Today, a growing list of vendors offers a range of T&E service options, from licensed or hosted software to on-line services, with credit-card companies and banks either partnering with or competing with IT vendors and travel-booking firms. Necho Systems, Concur Technologies, and Outtask provide web-based software; Geac offers licensed and hosted options; Gelco Information Network has a hosted product; and Ariba offers T&E among its spend-management applications, as do the big ERP and enterprise providers – SAP, IBM, Microsoft, and Oracle. On-line booking companies, including Orbitz, Expedia, e-Travel, Travelocity, Navigant, and Travelport,
offer T&E spend-management services. Major credit-card providers, including American Express, Visa, and MasterCard, offer their own on-line systems. One such offering is Diners Club’s Global Vision, a system that offers consolidated information on worldwide T&E expenses, identifies spending patterns, and gives finance executives information for negotiation with vendors as well as data that can be used in compliance reports.

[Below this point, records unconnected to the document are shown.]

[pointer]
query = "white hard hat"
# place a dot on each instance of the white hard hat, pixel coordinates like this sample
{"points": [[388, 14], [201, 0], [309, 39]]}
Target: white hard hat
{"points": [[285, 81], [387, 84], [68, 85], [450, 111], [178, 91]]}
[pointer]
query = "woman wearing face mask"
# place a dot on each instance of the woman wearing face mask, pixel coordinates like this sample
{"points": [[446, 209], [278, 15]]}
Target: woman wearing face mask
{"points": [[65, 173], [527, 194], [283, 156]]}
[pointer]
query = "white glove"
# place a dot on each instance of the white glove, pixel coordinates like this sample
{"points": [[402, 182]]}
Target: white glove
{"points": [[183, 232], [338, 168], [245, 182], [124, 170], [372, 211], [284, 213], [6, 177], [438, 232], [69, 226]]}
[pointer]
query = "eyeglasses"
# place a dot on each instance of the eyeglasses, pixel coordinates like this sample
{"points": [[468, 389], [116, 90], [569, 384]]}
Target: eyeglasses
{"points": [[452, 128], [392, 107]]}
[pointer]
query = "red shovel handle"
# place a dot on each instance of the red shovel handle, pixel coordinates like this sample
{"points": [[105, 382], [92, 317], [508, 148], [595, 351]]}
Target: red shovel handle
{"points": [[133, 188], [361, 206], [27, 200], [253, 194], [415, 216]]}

The web-enabling of T&E systems has been a boon for all customers, since it allows employees to use such systems from almost anywhere. “If there was ever an application that lends itself to the web, this is it,” says Laurie McCabe, vice president at AMI Partners, a research firm that specializes in the small- and mid-size enterprise (SME) market. “Data security issues are low, as expense information isn’t valuable intellectual property, it’s data on what people spend. In addition, these solutions make it easier for companies to comply with Sarbanes-Oxley and other regulatory requirements.”

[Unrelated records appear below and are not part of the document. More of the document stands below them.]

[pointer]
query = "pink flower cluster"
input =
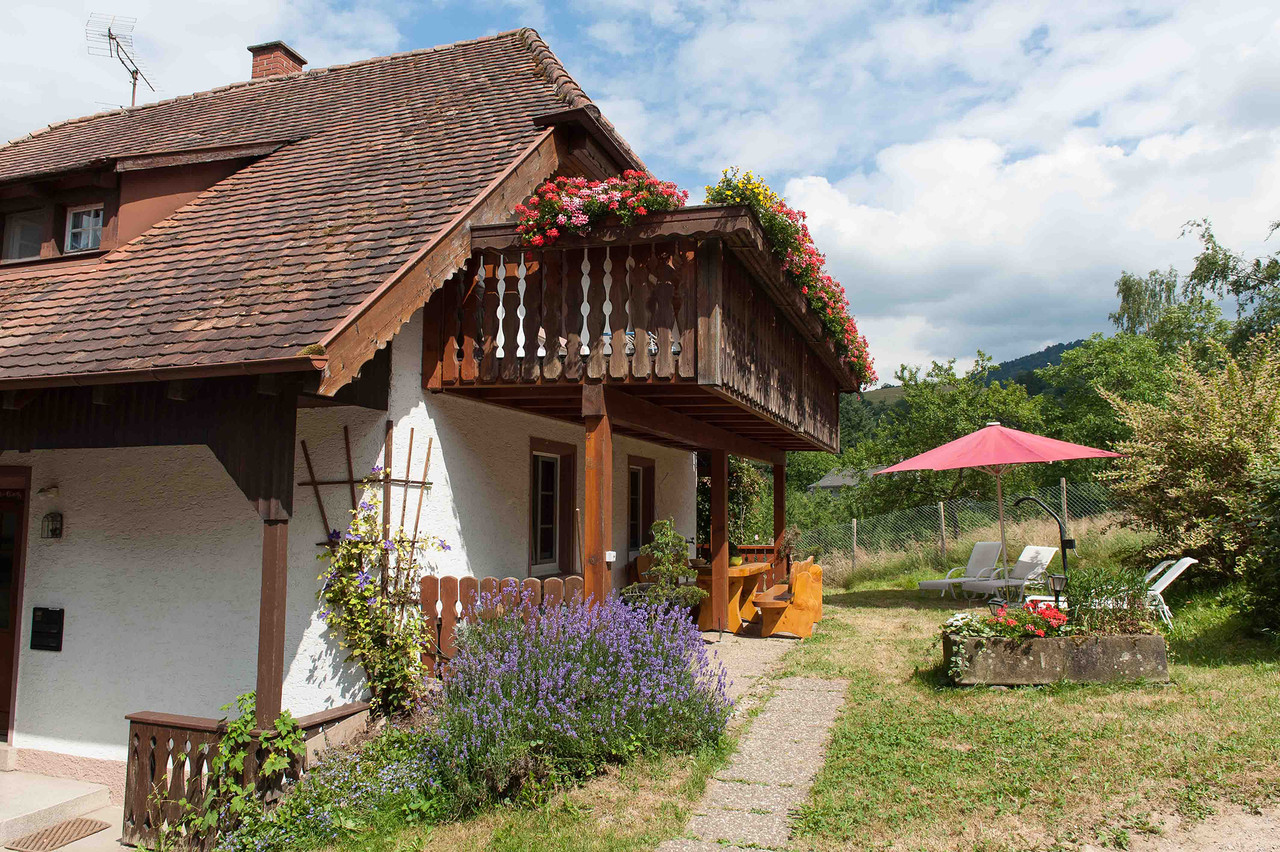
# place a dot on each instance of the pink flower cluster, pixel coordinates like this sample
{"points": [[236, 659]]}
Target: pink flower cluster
{"points": [[808, 268], [1033, 619], [576, 205]]}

And web-based systems tend to incorporate current best practices, which can help SMEs to move away from highly customized expense procedures that can drain their limited IT resources.

Experts say the next frontier is for greater integration between on-line booking and the T&E systems that track and manage spending. By combining the two, companies will begin to approach a closed-loop system that may make today’s manual processes as outmoded as the biplane.

Niles Lo in Hong Kong contributed to this story.